Emergent StrategySeptember 11, 2012 8 Comments
There is nothing wrong with strategic planning – except when we believe that strategy unfolds as planned. A good strategic planning process is one that crystalizes our intention. It is the process through which we articulate a clear vision of where we want to go. And it is how we come to a clear agreement on which direction we are going to take. It is not insurance on the future. The map can never be the territory.
A strategic organization is deliberate in defining its direction. It develops ways to measure progress; it is sharp when identifying benchmarks. But that is only one side of the coin – the planning side. Stowe Boyd just reminded me of Mintzberg’s excellent work defining the other side of the coin, the action side, the adaptability side, the side that grapples with reality – the side of emergence:
An emergent strategy is a pattern of action that develops over time in an organization in the absence of a specific mission and goals, or despite a mission and goals.
Emergent strategy is sometimes called realized strategy. An emergent strategy or realized strategy differs from an intended strategy.
Mintzberg argues that strategy emerges over time as intentions collide with and accommodate a changing reality.
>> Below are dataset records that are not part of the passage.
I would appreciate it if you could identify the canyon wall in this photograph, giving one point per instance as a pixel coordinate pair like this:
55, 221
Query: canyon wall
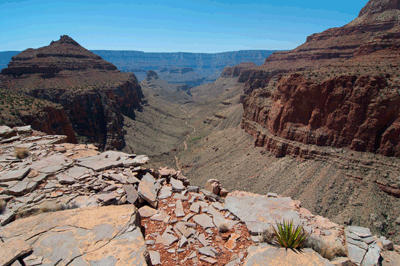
94, 94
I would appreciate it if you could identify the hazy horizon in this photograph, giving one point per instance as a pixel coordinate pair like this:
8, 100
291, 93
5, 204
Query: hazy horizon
181, 26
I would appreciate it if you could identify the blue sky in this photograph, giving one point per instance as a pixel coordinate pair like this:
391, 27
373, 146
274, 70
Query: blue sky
170, 26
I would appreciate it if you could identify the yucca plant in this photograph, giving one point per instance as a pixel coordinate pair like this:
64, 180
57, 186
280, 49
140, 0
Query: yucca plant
288, 235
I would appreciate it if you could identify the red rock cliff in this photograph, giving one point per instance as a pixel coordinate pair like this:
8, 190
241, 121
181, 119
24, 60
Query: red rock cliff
345, 90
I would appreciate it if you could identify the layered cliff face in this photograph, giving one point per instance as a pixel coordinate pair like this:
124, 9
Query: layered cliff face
93, 93
20, 109
340, 88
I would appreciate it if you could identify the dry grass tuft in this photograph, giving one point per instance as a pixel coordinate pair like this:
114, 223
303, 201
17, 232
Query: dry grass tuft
21, 153
3, 205
223, 227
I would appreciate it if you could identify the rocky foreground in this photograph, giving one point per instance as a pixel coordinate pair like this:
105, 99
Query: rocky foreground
68, 204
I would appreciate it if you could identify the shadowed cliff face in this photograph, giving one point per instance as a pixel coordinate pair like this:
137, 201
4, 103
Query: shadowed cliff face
42, 115
93, 93
344, 92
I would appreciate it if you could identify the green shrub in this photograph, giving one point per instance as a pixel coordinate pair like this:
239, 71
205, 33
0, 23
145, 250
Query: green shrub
289, 236
2, 205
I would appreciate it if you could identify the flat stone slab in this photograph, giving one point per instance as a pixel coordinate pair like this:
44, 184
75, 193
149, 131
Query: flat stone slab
5, 131
359, 231
23, 187
179, 209
154, 257
148, 189
208, 251
109, 159
15, 175
177, 185
87, 236
259, 213
165, 192
166, 239
203, 220
355, 253
147, 211
131, 194
267, 255
51, 164
12, 250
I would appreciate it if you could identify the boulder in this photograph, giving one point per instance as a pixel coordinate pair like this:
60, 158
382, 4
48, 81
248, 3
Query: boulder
90, 236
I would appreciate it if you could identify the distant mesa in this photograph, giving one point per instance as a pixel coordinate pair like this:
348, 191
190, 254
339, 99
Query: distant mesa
235, 71
151, 76
94, 94
379, 6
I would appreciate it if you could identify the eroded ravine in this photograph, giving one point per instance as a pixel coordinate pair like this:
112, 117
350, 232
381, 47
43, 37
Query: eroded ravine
185, 141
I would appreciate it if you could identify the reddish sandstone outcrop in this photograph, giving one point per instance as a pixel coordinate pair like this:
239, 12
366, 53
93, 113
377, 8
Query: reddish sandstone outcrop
345, 92
94, 94
359, 112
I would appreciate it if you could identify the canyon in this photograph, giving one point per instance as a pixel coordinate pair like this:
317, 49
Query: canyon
319, 124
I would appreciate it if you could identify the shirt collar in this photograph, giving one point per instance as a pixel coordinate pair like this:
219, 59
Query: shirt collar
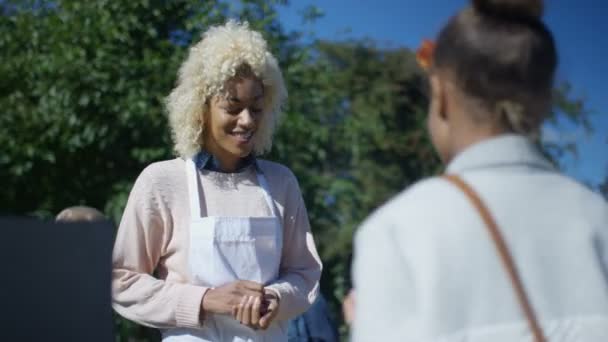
206, 161
504, 150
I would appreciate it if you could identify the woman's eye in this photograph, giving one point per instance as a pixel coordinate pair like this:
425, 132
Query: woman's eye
233, 111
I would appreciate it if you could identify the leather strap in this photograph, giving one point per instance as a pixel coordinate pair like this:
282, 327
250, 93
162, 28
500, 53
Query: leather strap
503, 251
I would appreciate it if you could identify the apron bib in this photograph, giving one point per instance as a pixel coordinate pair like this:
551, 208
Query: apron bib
226, 249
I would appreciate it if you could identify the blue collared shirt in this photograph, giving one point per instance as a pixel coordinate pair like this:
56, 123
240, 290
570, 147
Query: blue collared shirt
206, 161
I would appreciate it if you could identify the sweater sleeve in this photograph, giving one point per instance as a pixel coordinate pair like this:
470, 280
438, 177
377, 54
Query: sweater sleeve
144, 230
300, 270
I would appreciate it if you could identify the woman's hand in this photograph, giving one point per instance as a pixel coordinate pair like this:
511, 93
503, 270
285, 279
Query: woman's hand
257, 312
270, 308
223, 299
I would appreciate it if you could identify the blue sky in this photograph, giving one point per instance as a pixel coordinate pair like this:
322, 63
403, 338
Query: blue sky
580, 29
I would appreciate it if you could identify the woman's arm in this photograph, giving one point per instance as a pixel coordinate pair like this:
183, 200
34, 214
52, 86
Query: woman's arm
300, 270
137, 295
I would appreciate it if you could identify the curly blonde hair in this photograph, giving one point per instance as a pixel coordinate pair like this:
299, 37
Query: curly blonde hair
212, 62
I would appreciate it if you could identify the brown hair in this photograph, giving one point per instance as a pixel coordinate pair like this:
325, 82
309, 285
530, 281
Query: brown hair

Emergent strategy is a set of actions, or behavior, consistent over time, “a realized pattern [that] was not expressly intended” in the original planning of strategy. When a deliberate strategy is realized, the result matches the intended course of action. An emergent strategy develops when an organization takes a series of actions that with time turn into a consistent pattern of behavior, regardless of specific intentions. “Deliberate strategies provide the organization with a sense of purposeful direction.” Emergent strategy implies that an organization is learning what works in practice. Mixing the deliberate and the emergent strategies in some way will help the organization to control its course while encouraging the learning process. “Organizations …[may] pursue … umbrella strategies: the broad outlines are deliberate while the details are allowed to emerge within them” (Mintzberg, 1994, p. 23-25; Hax & Majluf, 1996, p. 17).
We know how to plan. Let’s do it well. And now let’s focus our energy on working in a context that’s emergent – this is where change happens.